The Miami Herald reported the Florida Fish and Wildlife Conservation Commission this month hired a trapper for the first time to focus on managing the population on public land in the Keys. The FWC also started holding workshops on management efforts to show homeowners how to work traps, protect yards and ward off the reptiles.
“We really want to empower people to know what they can do, how we can help folks help themselves,” Kristin Sommers, FWC’s exotic species coordinator, told the Herald. “FWC can’t go out and remove everybody’s iguanas. That’s just not possible.”
Sommers noted an increase in “human conflicts.” Iguanas have been damaging roads, showing up in shopping malls and are a common site on golf courses.
Iguanas on the Treasure Coast
It doesn’t take long to spot an iguana on the Treasure Coast.
“I’ve seen some fairly large ones basking,” Ken Gioeli, environmental agent at the St. Lucie County Cooperative Extension Service, said in an email. “They will eat many fruits and vegetables, and they could potentially spread salmonella in their droppings causing food poisoning.”
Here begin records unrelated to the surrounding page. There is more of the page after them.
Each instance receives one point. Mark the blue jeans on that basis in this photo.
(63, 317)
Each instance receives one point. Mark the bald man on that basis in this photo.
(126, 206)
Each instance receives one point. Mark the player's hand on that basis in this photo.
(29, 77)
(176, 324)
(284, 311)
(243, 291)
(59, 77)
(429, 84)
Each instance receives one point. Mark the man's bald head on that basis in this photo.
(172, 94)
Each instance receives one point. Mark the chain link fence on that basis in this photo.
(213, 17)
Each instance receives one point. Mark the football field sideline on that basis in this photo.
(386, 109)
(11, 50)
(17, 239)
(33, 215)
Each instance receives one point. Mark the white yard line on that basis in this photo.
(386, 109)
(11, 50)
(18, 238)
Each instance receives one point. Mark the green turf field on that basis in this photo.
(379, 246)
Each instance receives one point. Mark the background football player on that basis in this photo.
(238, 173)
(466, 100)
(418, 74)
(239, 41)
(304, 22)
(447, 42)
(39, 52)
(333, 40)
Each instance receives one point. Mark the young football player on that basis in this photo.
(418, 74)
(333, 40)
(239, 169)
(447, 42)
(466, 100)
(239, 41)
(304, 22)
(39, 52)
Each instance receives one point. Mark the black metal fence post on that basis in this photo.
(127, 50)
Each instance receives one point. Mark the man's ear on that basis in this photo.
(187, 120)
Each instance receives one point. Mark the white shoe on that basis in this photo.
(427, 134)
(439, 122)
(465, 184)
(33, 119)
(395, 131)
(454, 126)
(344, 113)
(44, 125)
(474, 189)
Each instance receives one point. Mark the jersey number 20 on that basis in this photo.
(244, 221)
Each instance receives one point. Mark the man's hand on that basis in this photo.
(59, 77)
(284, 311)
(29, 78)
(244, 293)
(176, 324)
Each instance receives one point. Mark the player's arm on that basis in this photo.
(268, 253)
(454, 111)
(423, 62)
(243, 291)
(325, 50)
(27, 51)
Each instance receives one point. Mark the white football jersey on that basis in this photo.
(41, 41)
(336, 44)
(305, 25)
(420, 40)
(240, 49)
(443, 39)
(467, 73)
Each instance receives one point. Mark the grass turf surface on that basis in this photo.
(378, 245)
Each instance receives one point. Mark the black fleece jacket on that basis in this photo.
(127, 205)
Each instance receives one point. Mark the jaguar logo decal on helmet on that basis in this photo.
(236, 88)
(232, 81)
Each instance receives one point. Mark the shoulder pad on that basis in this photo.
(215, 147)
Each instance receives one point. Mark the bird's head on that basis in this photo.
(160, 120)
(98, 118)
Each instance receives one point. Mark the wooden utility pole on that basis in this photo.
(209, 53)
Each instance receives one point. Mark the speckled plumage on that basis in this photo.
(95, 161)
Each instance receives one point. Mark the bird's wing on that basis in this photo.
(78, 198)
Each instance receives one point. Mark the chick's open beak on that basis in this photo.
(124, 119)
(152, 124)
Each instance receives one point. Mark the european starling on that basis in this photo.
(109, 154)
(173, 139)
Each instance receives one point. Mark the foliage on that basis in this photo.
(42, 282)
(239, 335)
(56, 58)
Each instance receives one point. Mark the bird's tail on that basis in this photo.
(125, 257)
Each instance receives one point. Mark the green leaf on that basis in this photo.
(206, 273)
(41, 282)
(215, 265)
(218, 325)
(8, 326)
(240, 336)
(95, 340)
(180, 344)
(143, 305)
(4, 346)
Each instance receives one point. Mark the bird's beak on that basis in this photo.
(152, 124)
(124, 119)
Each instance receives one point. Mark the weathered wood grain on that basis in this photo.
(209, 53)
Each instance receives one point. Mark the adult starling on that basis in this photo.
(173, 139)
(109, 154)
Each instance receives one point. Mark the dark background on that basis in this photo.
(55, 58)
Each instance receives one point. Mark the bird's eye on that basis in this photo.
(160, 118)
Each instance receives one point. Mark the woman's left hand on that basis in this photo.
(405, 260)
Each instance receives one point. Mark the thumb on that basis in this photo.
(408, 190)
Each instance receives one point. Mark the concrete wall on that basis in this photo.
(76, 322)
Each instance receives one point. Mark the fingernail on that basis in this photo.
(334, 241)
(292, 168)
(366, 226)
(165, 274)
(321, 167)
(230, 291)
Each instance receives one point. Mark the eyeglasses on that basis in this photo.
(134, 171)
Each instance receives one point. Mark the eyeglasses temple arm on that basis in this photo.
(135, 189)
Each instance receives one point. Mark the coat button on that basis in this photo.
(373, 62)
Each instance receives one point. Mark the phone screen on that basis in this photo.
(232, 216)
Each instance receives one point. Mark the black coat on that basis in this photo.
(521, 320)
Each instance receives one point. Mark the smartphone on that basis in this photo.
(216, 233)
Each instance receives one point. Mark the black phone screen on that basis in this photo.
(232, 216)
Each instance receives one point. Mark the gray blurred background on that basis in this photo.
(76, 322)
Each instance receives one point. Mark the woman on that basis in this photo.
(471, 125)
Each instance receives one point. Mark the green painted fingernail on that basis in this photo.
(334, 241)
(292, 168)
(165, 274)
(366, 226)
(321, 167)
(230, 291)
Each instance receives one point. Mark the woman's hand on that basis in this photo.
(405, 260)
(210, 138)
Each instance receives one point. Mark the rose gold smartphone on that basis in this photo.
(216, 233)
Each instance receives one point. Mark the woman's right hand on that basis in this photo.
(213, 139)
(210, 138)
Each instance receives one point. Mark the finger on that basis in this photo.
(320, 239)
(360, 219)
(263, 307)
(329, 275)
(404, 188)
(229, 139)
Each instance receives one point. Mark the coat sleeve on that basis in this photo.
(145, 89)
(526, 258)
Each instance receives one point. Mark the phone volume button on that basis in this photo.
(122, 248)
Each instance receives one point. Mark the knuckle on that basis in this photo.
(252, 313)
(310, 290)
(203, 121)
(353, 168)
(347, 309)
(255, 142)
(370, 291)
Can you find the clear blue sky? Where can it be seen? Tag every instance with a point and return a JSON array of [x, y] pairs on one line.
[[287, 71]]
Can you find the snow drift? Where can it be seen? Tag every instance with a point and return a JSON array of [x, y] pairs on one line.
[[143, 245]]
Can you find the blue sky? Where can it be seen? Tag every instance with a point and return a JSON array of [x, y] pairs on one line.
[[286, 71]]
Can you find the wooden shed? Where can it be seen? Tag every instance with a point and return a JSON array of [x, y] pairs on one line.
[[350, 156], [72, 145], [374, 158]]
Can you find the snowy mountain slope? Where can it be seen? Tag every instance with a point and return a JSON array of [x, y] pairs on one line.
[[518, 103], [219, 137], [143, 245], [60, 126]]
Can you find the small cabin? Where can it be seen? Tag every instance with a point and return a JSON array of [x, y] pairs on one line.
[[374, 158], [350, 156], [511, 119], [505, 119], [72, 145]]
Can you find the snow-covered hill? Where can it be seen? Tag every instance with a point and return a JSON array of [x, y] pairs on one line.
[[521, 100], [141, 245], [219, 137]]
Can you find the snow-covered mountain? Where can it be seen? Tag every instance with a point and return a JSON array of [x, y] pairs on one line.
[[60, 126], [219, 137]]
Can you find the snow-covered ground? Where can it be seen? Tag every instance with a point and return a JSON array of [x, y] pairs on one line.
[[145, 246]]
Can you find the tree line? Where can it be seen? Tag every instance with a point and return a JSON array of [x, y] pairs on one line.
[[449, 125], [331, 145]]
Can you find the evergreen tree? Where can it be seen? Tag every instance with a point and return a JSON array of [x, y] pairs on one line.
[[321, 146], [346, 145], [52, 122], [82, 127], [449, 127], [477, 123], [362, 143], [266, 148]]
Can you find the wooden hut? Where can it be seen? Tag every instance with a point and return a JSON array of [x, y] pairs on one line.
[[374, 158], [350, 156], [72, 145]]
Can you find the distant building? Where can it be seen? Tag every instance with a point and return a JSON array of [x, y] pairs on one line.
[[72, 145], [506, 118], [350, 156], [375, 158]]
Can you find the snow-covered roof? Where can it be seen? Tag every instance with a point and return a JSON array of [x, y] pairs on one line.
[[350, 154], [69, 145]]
Gioeli suggests reporting any type of invasive species through ivegot1.org for early detecting and mapping of the critters.
Iguanas were first reported in Florida in the 1960s in Miami-Dade County, according to FWC’s website. There have been reports as far north as Alachua, Highlands, Hillsborough, Indian River and St. Lucie counties, the website says. Iguanas that far north are likely escaped or released pets and are unlikely to establish populations, as they are not cold-hardy.